In this review, we discussed the role of signaling pathways in PPE formation. In particular, we focused on BMP and FGF signaling and showed examples of their feedback regulation in PPE patterning. Signal adjustment is obviously important not only to form clear boundaries, but also to pattern narrow areas robustly. In particular, feedback adjustment contributes to noise suppression, which reduces signal fluctuation, and contributes to robust acquisition of patterns.

7. Future Directions

Further analysis is needed to fully elucidate the mechanisms of formation of the PPE region, the NP, the NC, and the epidermis. In addition, other experimental approaches may be important: one of them is to artificially change the feedback cycle by changing the intron length of a target gene and examining the effect on PPE formation [112]. Furthermore, other principles may need to be considered. One of these is mechanical regulation. Recently, a study using human pluripotent stem cells indicated that NPB fate determination is affected by external forces via changes in BMP signaling [113]. For directional migration of NC cells, a gradient of stiffness in surrounding cells, so-called “durotaxis”, is important [114]. Additionally, our studies indicate that there is a difference in cell tension between neural and epidermal ectoderm [115,116]. From these results, it appears that mechanical forces may contribute to form each ectodermal region and to establish their properties.

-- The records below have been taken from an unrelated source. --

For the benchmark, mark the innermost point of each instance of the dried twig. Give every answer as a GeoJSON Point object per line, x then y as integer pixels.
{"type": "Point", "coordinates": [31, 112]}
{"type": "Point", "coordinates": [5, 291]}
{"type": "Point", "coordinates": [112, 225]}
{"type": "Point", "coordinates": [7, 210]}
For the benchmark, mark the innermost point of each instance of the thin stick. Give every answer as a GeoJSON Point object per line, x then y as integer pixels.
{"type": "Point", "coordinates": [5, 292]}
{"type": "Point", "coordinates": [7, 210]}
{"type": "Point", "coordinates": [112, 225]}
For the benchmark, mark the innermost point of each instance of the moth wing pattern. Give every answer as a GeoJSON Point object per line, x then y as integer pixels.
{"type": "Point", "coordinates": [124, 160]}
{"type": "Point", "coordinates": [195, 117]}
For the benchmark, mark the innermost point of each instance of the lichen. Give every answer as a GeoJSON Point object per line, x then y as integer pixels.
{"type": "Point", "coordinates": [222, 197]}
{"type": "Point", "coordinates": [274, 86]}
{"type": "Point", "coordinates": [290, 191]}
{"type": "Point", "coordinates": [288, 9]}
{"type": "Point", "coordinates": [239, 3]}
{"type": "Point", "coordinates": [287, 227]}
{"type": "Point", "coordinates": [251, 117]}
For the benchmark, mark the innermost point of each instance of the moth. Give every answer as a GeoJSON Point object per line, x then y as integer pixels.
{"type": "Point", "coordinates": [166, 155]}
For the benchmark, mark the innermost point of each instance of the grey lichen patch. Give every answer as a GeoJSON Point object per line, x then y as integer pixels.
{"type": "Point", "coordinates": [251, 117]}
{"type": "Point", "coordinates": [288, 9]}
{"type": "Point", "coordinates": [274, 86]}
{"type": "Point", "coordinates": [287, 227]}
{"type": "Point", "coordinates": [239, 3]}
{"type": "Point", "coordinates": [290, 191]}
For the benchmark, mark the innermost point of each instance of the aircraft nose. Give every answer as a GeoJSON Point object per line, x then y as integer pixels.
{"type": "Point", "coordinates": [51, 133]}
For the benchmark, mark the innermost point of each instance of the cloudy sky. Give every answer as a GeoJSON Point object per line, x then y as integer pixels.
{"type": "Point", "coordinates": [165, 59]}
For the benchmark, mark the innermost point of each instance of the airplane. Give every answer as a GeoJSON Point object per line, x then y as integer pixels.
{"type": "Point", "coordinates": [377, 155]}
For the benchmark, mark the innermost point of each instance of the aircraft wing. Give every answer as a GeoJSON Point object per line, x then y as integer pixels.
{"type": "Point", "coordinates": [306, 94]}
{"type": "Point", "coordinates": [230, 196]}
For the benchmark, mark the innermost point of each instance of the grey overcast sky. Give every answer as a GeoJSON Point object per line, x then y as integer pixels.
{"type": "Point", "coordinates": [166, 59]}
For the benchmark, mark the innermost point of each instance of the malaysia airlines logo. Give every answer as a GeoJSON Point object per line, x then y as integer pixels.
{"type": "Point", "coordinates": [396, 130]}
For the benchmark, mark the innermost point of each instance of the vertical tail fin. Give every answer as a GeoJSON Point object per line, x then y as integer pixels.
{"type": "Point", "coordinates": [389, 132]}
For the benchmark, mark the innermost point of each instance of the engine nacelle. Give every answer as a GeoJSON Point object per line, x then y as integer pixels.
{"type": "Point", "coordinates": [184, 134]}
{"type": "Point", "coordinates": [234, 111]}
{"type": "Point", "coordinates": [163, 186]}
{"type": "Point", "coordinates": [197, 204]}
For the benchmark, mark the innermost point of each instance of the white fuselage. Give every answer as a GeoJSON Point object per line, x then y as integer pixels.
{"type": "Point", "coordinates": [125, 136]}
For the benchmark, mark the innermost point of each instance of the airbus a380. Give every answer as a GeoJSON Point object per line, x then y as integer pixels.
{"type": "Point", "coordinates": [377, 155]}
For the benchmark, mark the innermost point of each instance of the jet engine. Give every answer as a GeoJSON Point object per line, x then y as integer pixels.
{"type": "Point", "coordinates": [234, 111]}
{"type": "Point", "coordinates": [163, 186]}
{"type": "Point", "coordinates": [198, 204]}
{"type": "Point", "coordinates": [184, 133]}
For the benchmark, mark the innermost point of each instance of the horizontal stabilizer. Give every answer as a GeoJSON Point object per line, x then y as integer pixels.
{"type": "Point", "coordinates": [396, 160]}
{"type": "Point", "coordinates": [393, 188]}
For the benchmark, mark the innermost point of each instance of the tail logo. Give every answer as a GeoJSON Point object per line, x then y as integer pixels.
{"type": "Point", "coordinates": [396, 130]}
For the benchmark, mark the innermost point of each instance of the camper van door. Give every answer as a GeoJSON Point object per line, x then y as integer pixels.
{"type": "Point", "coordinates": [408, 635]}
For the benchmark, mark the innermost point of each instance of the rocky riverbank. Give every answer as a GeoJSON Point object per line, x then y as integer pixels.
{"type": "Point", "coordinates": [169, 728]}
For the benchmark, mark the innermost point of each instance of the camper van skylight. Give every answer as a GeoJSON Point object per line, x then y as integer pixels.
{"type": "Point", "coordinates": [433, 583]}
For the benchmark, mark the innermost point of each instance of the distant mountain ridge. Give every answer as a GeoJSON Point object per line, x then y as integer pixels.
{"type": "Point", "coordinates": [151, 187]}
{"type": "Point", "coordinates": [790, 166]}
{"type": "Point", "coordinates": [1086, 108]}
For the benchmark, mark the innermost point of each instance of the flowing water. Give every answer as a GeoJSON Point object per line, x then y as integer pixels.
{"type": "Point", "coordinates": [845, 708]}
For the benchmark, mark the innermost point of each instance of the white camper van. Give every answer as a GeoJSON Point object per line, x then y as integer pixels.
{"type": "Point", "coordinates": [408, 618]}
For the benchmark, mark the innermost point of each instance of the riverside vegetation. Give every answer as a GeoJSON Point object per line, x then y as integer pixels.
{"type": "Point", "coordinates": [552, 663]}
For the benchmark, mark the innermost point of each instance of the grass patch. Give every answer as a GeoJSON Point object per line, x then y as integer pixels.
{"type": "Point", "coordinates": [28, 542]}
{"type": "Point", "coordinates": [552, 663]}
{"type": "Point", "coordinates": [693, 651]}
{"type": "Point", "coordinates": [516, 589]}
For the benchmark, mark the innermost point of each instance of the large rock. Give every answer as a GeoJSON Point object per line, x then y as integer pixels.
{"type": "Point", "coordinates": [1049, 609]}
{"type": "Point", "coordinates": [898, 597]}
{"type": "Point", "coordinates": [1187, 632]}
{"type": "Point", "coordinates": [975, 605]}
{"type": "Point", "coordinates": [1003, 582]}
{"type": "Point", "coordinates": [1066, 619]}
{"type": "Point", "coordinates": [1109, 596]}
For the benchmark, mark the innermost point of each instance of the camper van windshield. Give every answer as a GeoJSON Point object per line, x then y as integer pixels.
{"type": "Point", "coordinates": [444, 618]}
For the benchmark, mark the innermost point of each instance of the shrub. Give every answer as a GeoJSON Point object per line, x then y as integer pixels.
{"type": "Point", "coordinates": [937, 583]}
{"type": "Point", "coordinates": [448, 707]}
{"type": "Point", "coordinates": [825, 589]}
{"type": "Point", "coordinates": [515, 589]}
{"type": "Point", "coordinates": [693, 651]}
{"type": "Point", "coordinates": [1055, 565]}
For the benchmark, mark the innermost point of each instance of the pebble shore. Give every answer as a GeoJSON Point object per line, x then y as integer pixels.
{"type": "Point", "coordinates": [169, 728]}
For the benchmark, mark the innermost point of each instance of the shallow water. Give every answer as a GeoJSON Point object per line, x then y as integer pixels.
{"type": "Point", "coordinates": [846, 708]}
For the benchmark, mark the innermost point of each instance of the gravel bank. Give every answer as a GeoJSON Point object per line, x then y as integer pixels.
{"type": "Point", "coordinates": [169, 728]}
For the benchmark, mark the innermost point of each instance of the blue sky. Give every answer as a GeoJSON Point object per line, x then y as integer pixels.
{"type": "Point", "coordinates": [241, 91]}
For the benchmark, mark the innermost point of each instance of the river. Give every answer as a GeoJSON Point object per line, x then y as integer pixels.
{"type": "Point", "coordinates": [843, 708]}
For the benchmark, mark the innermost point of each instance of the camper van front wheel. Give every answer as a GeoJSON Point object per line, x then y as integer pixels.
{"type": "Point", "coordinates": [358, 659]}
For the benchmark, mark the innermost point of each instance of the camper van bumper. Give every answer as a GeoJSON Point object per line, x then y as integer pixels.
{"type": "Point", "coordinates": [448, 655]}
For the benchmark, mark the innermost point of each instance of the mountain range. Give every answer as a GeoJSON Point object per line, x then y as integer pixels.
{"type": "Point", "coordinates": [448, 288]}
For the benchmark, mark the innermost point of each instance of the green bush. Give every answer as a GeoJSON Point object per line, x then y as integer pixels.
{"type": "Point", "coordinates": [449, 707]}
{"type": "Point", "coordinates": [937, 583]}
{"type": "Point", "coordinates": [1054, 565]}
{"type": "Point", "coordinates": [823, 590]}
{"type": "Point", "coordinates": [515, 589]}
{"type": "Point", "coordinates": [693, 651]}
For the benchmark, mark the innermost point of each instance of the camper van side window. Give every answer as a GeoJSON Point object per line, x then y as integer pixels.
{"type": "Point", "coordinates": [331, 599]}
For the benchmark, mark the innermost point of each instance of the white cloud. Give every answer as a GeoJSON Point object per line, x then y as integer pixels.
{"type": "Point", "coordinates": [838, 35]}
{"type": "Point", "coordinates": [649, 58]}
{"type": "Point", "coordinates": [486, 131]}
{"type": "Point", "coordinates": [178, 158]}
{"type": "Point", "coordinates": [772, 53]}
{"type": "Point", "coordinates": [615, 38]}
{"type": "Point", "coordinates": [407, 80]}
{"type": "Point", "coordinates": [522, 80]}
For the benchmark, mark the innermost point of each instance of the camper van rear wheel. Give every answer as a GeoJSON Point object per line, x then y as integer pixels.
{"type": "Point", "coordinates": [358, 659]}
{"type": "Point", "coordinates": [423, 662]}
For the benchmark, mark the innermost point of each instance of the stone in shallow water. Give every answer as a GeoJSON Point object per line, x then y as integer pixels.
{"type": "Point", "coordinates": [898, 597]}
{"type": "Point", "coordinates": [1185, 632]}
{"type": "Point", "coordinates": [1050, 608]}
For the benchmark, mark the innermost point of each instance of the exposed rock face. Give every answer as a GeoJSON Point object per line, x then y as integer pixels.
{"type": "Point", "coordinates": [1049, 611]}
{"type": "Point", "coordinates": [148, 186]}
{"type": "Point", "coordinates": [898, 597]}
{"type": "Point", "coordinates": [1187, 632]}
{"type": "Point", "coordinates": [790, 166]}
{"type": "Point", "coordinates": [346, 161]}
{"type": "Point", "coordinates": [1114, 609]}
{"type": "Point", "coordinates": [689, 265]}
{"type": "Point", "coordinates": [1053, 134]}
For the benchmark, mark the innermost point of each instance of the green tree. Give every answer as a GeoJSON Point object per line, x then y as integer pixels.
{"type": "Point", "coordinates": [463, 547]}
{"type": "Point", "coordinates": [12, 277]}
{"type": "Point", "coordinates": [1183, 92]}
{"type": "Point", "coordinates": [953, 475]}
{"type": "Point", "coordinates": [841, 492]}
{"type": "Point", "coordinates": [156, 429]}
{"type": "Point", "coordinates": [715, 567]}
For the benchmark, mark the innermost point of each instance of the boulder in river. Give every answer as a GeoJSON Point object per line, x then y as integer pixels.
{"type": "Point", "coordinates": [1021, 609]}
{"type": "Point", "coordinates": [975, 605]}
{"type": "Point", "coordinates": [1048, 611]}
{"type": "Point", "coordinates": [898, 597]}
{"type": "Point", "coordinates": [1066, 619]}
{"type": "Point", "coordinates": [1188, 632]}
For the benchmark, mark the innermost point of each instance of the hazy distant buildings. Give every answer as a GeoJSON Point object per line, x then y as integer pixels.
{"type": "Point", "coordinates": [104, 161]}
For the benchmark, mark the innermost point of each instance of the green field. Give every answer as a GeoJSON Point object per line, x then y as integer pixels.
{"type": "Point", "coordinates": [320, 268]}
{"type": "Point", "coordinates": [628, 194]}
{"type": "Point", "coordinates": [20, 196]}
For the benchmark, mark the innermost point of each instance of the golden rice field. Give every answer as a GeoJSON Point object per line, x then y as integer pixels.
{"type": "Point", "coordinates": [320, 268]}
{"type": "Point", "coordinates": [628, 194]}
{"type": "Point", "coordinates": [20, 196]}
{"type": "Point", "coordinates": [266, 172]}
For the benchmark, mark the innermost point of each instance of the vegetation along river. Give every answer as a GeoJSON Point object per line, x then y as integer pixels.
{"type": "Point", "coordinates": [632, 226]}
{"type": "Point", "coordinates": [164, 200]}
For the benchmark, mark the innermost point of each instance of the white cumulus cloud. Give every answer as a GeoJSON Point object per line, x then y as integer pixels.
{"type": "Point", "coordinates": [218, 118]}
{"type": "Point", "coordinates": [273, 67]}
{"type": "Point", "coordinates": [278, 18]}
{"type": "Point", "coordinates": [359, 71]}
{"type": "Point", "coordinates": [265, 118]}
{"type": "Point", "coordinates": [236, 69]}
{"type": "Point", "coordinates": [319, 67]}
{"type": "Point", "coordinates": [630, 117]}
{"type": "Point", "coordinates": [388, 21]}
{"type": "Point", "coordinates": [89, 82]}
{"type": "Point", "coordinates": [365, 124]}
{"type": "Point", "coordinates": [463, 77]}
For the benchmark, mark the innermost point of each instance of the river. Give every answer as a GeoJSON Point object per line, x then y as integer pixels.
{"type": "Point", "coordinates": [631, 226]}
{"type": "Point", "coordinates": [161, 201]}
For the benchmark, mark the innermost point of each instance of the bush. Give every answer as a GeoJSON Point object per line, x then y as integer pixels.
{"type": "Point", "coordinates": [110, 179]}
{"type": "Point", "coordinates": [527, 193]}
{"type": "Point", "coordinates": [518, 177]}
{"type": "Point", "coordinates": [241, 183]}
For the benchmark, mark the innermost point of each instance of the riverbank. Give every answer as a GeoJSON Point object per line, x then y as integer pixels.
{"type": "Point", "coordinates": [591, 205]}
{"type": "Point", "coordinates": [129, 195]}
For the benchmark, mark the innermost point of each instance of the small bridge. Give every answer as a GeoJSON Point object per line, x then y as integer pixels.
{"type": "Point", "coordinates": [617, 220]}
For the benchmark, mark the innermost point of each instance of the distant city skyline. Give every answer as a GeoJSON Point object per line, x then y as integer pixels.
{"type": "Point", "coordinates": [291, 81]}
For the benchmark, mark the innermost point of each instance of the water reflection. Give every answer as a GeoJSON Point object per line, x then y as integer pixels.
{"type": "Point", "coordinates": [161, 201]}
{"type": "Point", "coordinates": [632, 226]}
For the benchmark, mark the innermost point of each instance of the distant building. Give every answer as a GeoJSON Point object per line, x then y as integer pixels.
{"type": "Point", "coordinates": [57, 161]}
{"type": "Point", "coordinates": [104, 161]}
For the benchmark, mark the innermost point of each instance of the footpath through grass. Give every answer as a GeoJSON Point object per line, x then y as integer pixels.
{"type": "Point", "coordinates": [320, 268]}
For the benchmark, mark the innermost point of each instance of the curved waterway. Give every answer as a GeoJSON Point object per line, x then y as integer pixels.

Another point concerns extracellular control of ligand diffusion. Various molecules, including ECM, membrane protein (receptors, etc.), and other cellular processes, including endocytosis, affect ligand diffusion; thus, these mechanisms are also expected to contribute to ectoderm patterning. Other studies report that ECM protein is involved in NC/PPE formation [70]. In addition, anos1, which associates with FGF ligands, also binds to heparan sulfate (HS) [60,117]. By investigating the contributions of these mechanisms to regulation of intracellular signaling, we will better understand the robust and precise system of embryonic pattern formation.